I've been meaning to write this essay for some time, but I'll close by relating a typical conversation I had with a wonderful and experienced strategist. He and I were debating the antiwar coalition (which I consider myself part of), and I made the argument that primary challenges should be a much larger strategic imperative than they are. He said, well, the top priority is to get rid of Republicans, and then to work for challenges to Democrats. What I tried to convey is that these priorities are not in conflict, but are complements. Doing one without the other creates a structural weakness that we saw during the Iraq Summer project, when Democrats and Republicans came back to DC more intent on funding the war, and in fact did so quietly with a continuing resolution. Ultimately, I did not convince him, but smart strategists in the Democratic Party ought to begin considering the nonlinear nature of political change, that adaptive change by politicians in the system as a whole can sometimes be more important than any one electoral contest.
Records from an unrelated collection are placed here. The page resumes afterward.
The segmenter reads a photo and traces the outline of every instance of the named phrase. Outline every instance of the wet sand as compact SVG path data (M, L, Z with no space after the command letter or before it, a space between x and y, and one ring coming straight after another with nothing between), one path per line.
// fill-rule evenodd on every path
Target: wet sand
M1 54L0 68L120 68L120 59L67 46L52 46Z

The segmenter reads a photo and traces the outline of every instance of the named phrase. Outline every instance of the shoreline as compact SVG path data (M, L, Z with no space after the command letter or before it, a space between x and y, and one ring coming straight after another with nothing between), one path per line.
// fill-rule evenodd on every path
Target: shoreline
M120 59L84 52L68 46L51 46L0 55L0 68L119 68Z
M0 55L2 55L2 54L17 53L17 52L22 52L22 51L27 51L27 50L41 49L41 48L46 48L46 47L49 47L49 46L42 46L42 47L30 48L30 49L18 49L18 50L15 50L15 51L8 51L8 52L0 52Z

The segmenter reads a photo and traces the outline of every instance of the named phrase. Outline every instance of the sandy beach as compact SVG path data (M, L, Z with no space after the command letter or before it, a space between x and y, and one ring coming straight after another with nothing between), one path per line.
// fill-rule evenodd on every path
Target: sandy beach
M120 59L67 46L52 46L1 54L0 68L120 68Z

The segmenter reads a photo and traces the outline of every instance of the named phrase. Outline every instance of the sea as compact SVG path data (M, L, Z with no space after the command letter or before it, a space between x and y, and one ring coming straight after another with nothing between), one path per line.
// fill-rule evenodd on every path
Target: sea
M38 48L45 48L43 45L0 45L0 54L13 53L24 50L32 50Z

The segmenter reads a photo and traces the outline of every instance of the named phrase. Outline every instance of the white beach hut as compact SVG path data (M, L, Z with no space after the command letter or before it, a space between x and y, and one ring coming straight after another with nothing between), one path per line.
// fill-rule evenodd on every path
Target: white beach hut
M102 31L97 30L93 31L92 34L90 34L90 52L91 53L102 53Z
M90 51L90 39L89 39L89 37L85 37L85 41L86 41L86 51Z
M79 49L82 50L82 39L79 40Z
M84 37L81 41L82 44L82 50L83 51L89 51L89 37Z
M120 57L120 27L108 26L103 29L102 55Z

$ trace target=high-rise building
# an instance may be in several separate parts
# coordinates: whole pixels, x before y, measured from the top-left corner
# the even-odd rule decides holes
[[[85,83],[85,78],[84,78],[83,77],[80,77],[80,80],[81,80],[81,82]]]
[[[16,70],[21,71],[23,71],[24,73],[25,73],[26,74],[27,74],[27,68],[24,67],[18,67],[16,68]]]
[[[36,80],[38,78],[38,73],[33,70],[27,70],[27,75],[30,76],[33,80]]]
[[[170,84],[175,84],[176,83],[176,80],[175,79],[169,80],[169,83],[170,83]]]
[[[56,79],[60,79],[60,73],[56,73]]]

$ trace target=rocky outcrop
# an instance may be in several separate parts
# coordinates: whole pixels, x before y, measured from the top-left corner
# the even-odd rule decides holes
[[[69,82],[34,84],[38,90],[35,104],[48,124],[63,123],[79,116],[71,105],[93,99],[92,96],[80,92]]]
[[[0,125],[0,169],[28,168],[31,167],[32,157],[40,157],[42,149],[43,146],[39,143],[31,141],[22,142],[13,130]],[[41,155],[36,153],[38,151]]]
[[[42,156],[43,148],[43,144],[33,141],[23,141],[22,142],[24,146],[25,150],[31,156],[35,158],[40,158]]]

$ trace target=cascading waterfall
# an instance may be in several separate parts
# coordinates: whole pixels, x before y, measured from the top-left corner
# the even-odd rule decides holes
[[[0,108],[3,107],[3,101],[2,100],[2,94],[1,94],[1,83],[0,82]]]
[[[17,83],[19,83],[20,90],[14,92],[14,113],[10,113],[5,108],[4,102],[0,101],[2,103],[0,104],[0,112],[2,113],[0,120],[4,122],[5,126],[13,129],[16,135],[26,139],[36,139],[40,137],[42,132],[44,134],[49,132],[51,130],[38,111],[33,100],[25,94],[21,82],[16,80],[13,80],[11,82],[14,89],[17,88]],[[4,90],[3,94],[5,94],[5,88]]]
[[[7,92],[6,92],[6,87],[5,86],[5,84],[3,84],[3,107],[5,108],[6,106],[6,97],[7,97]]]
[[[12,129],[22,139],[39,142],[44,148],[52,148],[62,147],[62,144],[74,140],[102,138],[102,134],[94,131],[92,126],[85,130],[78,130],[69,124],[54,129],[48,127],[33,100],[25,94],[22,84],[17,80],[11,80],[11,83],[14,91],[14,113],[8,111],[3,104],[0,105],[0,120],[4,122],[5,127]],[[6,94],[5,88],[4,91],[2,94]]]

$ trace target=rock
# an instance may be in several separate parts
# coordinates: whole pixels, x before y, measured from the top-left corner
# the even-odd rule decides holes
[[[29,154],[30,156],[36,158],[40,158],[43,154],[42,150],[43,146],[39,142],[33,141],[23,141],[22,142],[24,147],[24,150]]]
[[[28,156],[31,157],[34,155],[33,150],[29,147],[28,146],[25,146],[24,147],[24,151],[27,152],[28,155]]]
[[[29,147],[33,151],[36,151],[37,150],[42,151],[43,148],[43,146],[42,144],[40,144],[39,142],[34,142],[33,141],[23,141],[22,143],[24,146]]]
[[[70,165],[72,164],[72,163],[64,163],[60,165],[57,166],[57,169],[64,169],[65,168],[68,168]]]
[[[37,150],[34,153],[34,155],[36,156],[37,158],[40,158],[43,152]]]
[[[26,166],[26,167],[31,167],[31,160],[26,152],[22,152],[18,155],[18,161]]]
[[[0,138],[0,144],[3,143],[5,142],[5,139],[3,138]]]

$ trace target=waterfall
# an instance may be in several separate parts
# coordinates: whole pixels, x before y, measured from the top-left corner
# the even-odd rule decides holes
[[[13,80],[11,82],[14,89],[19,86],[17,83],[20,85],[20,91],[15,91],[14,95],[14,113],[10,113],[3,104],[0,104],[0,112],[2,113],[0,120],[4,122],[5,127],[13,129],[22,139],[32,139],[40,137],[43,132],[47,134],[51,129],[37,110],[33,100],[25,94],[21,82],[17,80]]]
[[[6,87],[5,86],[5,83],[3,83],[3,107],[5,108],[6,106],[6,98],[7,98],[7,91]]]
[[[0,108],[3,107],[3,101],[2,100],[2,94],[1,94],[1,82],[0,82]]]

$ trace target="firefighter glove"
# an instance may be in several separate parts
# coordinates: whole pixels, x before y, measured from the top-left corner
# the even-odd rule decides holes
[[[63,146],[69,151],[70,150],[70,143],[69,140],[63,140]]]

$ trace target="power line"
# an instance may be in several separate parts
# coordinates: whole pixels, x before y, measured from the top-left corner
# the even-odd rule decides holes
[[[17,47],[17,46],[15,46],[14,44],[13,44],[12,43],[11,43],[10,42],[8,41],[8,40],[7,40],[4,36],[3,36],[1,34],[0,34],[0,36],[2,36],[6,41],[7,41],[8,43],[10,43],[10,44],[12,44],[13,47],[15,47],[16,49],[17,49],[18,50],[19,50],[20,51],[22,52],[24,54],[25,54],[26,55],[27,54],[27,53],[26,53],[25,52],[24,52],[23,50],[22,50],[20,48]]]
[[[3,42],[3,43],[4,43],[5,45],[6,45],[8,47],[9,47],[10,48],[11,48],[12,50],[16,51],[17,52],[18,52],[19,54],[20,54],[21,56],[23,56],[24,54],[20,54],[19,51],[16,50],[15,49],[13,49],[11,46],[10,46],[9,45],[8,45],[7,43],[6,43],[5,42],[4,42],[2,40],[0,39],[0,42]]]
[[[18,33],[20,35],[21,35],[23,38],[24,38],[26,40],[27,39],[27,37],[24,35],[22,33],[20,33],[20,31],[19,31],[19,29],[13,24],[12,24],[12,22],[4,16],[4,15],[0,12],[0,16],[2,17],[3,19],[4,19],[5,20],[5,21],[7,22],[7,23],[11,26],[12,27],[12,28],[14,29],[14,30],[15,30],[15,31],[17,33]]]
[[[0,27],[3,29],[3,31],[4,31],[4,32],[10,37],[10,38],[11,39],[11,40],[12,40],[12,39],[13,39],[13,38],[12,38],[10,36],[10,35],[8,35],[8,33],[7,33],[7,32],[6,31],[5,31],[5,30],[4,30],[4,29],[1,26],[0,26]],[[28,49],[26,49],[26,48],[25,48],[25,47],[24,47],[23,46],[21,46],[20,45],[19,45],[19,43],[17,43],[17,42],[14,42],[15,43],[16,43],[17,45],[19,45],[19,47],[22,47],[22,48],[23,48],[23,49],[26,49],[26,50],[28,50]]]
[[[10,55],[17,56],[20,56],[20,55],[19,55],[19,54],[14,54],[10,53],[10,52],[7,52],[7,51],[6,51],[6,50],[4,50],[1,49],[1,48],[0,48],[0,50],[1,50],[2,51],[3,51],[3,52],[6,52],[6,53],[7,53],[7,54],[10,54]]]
I don't know about you, but I'm tired of writing and calling representatives and feeling they will ignore me. I don't like that the ACLU is cut out of civil liberties legislative drafting, or that net neutrality is still nowhere in Congress. All of this is actually wasted energy; it's a negative feedback loop that substantially dampens the effectiveness of liberal activism. And obviously, I don't think that getting rid of Republicans is the whole answer, any more than electing a Democratic Congress did anything to slow the war. Politics is complex, but sometimes we can identify a systemic problem and a model to address it. The broken market for primaries is one such problem, and it's very fixable. Once Democratic leaders recognize that they represent both the Democratic Party and their district/state, their behavior will shift in important ways, and allow us to focus on other activities.
Primaries are strong positive feedback loops for activists, and a good insurance policy against betrayal. And I'll point out that we may need such a policy in 2012.